Réponse du roi Mohammed VI, elle aussi puisant dans les références de la vieille diplomatie marocaine, relevant les passages importants (« votre engagement personnel », « la position claire et forte que la France adopte au sujet du Sahara marocain », « plan proposé par le Maroc, dès 2007, comme la seule base de règlement du conflit », « agir en conséquence aux niveaux interne et international »,… ), complétant les omissions, volontaires ou pas (« [la France ] intime connaisseur du passé et du présent de l’Afrique du Nord et témoin privilégié de l’évolution de ce différend régional), et répondant à la sollicitation (« je serai heureux de vous recevoir au Maroc dans le cadre d’une visite d’Etat »).
Oui, la France connaît bien ce passé, documents et archives à l'appui, d'où sa responsabilité dans cette affaire.

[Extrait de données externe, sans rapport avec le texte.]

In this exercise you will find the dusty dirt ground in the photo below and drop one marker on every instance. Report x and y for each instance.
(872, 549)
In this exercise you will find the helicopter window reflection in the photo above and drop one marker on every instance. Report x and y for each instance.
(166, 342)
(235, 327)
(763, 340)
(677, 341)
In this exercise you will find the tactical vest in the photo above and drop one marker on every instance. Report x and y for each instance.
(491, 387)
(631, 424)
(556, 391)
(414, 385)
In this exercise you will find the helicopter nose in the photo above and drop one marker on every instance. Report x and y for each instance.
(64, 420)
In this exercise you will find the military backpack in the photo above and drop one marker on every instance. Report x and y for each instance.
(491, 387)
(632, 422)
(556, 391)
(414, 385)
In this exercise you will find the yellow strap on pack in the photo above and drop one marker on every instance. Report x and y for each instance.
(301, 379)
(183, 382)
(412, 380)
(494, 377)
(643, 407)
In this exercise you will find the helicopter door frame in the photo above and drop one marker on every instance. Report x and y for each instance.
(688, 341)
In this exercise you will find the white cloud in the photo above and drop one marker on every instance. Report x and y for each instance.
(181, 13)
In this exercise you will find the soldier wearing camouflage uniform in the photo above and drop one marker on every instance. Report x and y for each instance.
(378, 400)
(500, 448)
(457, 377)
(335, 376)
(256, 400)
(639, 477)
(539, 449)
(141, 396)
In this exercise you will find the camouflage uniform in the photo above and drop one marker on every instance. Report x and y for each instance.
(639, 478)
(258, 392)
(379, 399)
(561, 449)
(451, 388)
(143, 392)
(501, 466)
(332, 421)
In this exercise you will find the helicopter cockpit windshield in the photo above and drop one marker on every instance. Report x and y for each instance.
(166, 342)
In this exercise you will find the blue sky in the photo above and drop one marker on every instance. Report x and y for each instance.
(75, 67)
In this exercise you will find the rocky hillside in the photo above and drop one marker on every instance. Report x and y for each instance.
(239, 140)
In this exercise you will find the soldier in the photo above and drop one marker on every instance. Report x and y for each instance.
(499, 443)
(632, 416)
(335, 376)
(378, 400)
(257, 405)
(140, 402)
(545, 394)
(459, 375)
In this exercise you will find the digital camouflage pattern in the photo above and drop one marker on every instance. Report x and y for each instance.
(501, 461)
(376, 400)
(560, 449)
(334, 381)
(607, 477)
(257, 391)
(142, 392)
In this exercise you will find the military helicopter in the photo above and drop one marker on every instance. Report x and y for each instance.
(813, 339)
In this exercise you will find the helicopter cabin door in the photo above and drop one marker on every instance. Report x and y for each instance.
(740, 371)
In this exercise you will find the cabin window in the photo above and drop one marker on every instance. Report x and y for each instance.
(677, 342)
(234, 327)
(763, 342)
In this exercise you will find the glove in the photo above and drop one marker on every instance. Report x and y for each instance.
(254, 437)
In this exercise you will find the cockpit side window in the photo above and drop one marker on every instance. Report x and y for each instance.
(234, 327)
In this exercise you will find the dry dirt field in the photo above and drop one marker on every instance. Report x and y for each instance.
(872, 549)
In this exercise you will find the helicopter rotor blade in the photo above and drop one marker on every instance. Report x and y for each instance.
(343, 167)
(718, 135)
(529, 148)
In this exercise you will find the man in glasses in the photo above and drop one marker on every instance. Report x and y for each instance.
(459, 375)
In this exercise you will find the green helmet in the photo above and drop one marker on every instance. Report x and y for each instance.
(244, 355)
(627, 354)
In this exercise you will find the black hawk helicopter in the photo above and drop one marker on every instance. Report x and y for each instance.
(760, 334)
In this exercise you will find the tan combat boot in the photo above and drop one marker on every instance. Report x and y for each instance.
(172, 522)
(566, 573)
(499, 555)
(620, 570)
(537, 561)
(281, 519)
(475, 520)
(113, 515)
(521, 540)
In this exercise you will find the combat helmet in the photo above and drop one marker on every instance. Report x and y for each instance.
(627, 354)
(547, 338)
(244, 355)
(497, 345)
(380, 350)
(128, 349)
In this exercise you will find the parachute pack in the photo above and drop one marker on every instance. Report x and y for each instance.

Tout y est aussi, avec cette précision sur le « passé » que la France connaît bien, M. Macron s’étant contenté d’évoquer le présent et l’avenir, et occultant la responsabilité passée et très documentée de la France pour la question du Sahara.
Paris, donc, a franchi le pas, et c’est très important. L’insistance de voir la France reconnaître le Sahara marocain provient de la profonde connaissance qu’elle a de la question, et le roi l’a rappelé, et aussi du fait que, dans cet « ordre international » proclamé, la France « détient » encore et toujours la main sur la région, une sorte de délégation à elle concédée par ses alliés. On peut s’attendre aujourd’hui à une accélération de l’Historie dans cette région maghrébine, avec plus de reconnaissances de l’intégrité territoriale du Maroc.

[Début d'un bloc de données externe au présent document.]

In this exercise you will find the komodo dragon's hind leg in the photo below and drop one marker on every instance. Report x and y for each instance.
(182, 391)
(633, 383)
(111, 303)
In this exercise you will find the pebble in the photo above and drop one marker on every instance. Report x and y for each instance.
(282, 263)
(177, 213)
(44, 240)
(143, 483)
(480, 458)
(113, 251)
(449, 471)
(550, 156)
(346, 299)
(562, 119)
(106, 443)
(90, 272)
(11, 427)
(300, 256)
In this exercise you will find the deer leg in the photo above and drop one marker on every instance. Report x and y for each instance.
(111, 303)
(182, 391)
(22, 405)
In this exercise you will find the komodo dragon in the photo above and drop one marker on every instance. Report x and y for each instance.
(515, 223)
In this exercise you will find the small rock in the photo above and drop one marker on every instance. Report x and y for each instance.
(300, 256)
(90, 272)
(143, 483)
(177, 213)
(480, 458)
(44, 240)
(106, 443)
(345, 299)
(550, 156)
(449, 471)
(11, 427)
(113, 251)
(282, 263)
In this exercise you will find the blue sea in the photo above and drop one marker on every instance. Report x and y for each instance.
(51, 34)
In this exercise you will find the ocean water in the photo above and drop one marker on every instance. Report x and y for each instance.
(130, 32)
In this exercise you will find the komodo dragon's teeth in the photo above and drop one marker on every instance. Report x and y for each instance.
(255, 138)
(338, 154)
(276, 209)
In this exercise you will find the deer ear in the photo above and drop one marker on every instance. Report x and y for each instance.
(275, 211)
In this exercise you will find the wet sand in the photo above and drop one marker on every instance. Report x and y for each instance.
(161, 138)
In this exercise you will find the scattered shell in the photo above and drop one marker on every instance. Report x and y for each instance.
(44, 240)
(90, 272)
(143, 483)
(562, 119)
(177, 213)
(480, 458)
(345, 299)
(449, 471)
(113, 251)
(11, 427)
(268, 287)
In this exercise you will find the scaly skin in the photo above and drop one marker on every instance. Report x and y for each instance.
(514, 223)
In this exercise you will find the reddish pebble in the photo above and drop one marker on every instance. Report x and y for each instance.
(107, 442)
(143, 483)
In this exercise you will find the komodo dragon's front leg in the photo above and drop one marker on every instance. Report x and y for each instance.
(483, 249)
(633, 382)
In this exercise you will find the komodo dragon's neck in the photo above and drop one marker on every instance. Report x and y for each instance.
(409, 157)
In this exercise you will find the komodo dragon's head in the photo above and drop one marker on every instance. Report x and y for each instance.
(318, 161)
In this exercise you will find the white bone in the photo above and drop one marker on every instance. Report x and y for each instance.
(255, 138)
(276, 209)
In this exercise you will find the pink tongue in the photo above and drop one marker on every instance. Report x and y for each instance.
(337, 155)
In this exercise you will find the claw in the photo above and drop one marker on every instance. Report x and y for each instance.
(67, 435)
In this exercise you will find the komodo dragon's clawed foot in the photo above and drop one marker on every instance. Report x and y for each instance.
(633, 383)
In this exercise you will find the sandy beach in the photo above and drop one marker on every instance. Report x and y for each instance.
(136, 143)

Et maintenant ? Il faudra réparer les dégâts de cette relation abîmée entre France et Maroc, donner des gages aux Marocains pour qu’ils reprennent confiance en la France, agir dans un cadre de partenariat gagnant-gagnant et non un partenariat de domination, léonin, et… convaincre l’Algérie que cette position française n’est pas dirigée contre elle et la conduire à voir et percevoir le monde sous un autre angle, pour construire un Maghreb intégré, prospère, stable, sûr et puissant. Mais ça…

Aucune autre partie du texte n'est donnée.